When testing Projections, the much more commonly used patterns involve testing the state of the Projection, or the changes to the that state:

Given Events
When Event
Then State

Given State
When Event
Then State

(example)
Given Invoice {status = unpaid}
When InvoiceWasPaid
Then Invoice {status = paid}

I consider this an anti-pattern when doing domain-level testing. The state of the system is an implementation detail. I conceptualise a system as a black box that receives and produces messages (mostly of the types Commands, Queries, Events). If I’m at this abstraction level, I should only test for the observable behaviour of the system. If you think about it, the client of the system (such as a UI or third-party system) is only interested in whether it gets the right Responses to its Queries, and not in what you do underneath.

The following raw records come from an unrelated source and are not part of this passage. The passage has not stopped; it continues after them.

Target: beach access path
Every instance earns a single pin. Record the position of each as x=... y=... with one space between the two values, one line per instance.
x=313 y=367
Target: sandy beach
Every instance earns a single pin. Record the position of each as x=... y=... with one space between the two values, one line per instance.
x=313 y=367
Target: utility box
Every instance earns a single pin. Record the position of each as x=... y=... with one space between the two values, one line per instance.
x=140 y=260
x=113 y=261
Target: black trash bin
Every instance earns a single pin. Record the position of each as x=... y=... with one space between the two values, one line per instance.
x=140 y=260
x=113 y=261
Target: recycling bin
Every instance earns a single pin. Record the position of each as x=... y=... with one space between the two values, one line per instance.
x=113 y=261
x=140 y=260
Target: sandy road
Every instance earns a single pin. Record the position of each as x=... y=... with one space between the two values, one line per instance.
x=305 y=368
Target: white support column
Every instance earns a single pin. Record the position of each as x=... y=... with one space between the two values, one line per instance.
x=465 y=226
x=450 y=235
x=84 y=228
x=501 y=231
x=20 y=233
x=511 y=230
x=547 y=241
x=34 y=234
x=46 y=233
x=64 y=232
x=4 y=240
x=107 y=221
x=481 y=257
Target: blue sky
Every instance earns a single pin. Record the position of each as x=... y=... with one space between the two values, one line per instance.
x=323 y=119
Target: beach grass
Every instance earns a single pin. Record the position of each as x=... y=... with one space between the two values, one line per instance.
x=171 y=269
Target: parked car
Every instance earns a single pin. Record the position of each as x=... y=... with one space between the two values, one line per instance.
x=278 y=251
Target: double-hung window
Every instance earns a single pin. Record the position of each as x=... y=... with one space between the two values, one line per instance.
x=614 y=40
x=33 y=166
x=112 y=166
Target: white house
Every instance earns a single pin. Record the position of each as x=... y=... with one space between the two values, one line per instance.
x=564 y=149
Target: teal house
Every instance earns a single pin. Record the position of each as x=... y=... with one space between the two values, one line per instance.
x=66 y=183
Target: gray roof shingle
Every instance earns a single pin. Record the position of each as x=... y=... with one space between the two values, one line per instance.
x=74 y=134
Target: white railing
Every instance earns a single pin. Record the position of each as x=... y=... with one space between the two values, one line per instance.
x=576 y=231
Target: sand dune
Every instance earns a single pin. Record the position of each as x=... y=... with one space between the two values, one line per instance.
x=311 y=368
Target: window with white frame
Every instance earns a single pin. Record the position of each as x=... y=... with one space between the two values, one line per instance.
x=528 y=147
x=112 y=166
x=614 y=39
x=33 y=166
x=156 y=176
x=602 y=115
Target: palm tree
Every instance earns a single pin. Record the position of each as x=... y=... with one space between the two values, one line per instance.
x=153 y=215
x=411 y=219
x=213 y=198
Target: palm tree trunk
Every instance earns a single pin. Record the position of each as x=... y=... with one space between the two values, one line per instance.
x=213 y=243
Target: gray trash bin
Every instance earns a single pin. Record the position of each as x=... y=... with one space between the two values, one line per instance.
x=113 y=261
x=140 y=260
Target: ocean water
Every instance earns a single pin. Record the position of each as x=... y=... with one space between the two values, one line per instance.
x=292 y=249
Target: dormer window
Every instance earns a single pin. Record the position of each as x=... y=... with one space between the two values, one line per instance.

It has practical benefits:

  • You want your APIs not to change much. Query tests preserve the contract of the API, but allow you to change the underlying state easily. When I test the state, I couple my domain tests to my implementation choice, which makes the tests more brittle.
  • I can implement these Query tests using an in-memory eventstore and in-memory state. That means I can do lots of very fast and cheap tests. I can write these tests before writing any code or dealing with databases, so I can use them to explore my domain model and validate it before committing to it. I can also easily explore various edge cases that come up later.

Patterns are only anti-patterns in a context: It does make sense to test for state changes when doing integration testing. After I’m happy with the model and the logic, I want to test if my database schema and queries are correct. I also have integration tests for non-functional requirements such as retry behaviour. These tests are slower and more cumbersome. I only want a few of these, to test the integration itself, but the real bulk of tests for the domain behaviour is going to be done with Query tests.